Mine de rien, les électeurs québécois ont réussi quelque chose d'assez unique. Élire un gouvernement majoritaire à l'intérieur d'une Assemblée nationale plus diversifiée idéologiquement que jamais.

Commençons par la surprise. Ce n'est pas un triomphe, mais c'est certainement une victoire pour Pauline Marois. Le PQ fait beaucoup mieux qu'avec André Boisclair en 2007. Il reprend l'opposition officielle, comme prévu. Mais ce qui n'était pas prévu, c'est que le parti souverainiste réussisse aussi bien : une douzaine de sièges le séparent du pouvoir, à environ 7% des libéraux. En période d'inquiétude économique, c'est plutôt remarquable.

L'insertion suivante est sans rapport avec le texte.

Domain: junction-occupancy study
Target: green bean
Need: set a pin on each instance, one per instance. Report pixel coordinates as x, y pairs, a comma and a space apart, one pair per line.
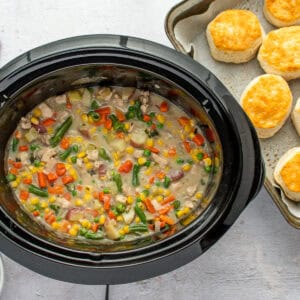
37, 191
167, 182
14, 145
118, 180
138, 228
140, 214
60, 132
135, 175
64, 155
103, 154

On voit mal les militants l'évincer après cela.

Continuons par la demi-surprise. Mario Dumont n'a pas assez de députés pour être reconnu comme parti officiel, mais il en a trop pour qu'on le raye de la carte, comme certains sondages nous le suggéraient. Il n'en a surtout pas assez pour continuer l'aventure. Lui parti, qu'adviendra-t-il de l'ADQ? Ce parti a peut-être un an pour nous dire s'il a des racines ou seulement des votes. Mais, même dans l'improvisation, même dans ses accès démagogiques, il a représenté une mouvance conservatrice qui n'a pas d'autre expression politique au Québec. Il a abordé plusieurs sujets tabou : privatisation partielle d'Hydro et du système de santé, place de l'État dans l'économie québécoise, rôle des commissions scolaires, etc. Sujets sur lesquels le PLQ et le PQ disent à peu près la même chose - et de plus en plus.

Et puis, il y a cette nouveauté assez énorme : l'élection du premier député de Québec solidaire, un parti dont on a beaucoup parlé, mais qui a recueilli moins de votes que les verts en 2007. Avec l'élection d'Amir Khadir, on peut avancer que l'Assemblée nationale n'a jamais connu un spectre idéologique aussi large : voici maintenant un représentant d'un parti fermement ancré à gauche et sept représentants de l'ADQ, clairement à droite, autour d'un noyau de députés des deux principaux partis assez interchangeables au plan idéologique en santé, en éducation, en économie, le PQ et le PLQ n'étant vraiment séparés au bout du compte que par la question constitutionnelle et les lois linguistiques.

Plus que jamais, donc, la présence de voix discordantes, à droite et à gauche, devient nécessaire - c'est peut-être précisément la cause de leur présence.

On n'aurait pas cru la chose possible avec notre mode de scrutin, qui a tendance à faire disparaître les voix plus marginales. Mais les électeurs, dirait-on, ont déjoué cette vieille logique de la science politique et ont trouvé le moyen d'exprimer une largeur de vue plus représentative de la société québécoise, dans ce cadre pourtant contraignant qui ne reflète pas justement les suffrages exprimés.

Charest : les moyens de ses ambitions

Pendant la campagne, Jean Charest disait que ce qu'il préparait en ce moment, c'était pour «après la tempête».

Il a ce matin une courte majorité, mais une majorité quand même. Reconnaissons que lui aussi était un politicien «fini» autour de 2005, puis à moitié mort l'an dernier. Il se porte visiblement mieux. Pour la tempête et pour après.

Il a donc quatre ans devant lui pour être autre chose devant l'histoire qu'un premier ministre relativement médiocre, sans terrible vice ni grande vertu.

Quatre ans. Quatre ans pour laisser sa marque. Il a de grandes ambitions, ces derniers temps, du moins dans ses discours. Il parle du Grand Nord, il parle d'ententes économiques avec l'Europe. Il a des accents nationalistes de plus en plus prononcés. Il parlait encore hier soir de la place du Québec «non seulement dans le Canada, mais dans le monde».

Mais quand on semble encore incapable de simplement construire un hôpital universitaire, on a comme un doute.

Il y a trop de CHUM qui traînent dans le paysage québécois pour qu'on prenne au sérieux les ambitions soudainement très vastes de Jean Charest.

Ces derniers temps, son gouvernement a surtout évité de faire des erreurs. Il a promis large et haut et loin cette année. Il n'aura plus l'excuse de la minorité pour ne pas faire avancer les choses en éducation, du primaire à l'université, ce qui est quand même la clé du développement d'une société. Puis en santé, et, évidemment, puisque c'était son thème, dans le développement économique. On a hâte de voir ça, M. Charest. C'est ce mandat que ça se passe, n'est-ce pas?

À Québec, ils n'auront jamais été aussi diversifiés pour vous surveiller.